Personal Health. 1) A Professional Employee whose personal illness or physical incapacity extends beyond the accumulated sick leave may be granted leave for the remainder of the contract year, without pay or increment. If the Professional Employee has completed more than half of the contract year, the increment shall accrue. 2) Request for extended leave must be accompanied by a statement from a licensed physician that such leave is necessary. The physician's statement shall clearly state the physical or mental disability, the nature of the disability or incapacity, and a projected date of return to duties. The cost of the physician's statement shall be borne by the Professional Employee. 3) If deemed necessary by the Board of Education, a second physical examination by a Board-appointed physician may be required. The cost of a Board-appointed physician's examination shall be borne by the Board of Education. At the Board's discretion, a periodic statement from the Professional Employee's or the Board's physician may be required as described above. In the event the medical examinations conflict, a third examination may be ordered at Board expense to be conducted by a mutually acceptable physician. 4) Upon return from an extended leave of absence for health reasons, the Professional Employee will provide the District with a statement from the attending physician which summarizes the employee's physical condition and affirms the Professional Employee's ability to resume duties.

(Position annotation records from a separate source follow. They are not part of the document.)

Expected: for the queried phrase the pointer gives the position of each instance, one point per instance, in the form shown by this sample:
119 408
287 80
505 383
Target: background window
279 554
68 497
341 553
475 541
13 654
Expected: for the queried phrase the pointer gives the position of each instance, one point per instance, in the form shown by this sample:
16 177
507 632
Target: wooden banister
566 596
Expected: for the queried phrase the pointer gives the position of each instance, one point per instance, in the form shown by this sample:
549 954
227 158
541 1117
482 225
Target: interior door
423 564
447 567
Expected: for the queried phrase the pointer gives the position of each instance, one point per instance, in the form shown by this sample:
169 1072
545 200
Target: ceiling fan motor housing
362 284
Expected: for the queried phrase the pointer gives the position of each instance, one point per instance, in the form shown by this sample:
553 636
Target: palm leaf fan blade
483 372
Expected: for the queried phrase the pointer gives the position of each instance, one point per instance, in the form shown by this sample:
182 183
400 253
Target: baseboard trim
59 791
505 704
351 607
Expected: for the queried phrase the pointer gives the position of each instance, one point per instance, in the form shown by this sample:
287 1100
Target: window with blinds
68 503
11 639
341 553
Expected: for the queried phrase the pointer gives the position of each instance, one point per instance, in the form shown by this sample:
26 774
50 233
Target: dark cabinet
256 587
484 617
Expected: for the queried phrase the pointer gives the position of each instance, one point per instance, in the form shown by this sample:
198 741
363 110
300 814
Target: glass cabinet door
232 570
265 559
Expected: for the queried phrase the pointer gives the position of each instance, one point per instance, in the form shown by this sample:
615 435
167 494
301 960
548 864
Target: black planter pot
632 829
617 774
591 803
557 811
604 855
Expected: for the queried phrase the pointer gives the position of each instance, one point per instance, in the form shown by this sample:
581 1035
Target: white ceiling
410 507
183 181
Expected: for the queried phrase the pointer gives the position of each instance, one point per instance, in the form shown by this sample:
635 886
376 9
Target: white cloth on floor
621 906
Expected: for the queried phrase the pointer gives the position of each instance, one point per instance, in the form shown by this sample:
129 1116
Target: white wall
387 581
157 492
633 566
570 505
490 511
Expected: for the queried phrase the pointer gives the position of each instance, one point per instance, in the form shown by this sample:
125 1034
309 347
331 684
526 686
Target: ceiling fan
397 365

At the Board's discretion, a form supplied by the District may be required. 5) If deemed necessary by the Board of Education, a second physical examination and assessment by a Board-appointed physician may be required before the Professional Employee may return to duties. The cost of the physical examination and statement by the Board-appointed physician shall be at the Board's expense. In the event the medical examinations conflict, a third examination may be ordered at Board expense to be conducted by a mutually acceptable physician. 6) A request for a single one-year extension of a personal health leave may be made. The request for an extension must be made in writing prior to May 15, for the next school year. A request for extension must be accompanied by a statement from a licensed physician that such leave is necessary. The physician's statement shall clearly state the physical or mental incapacity and the nature of the disability or incapacity.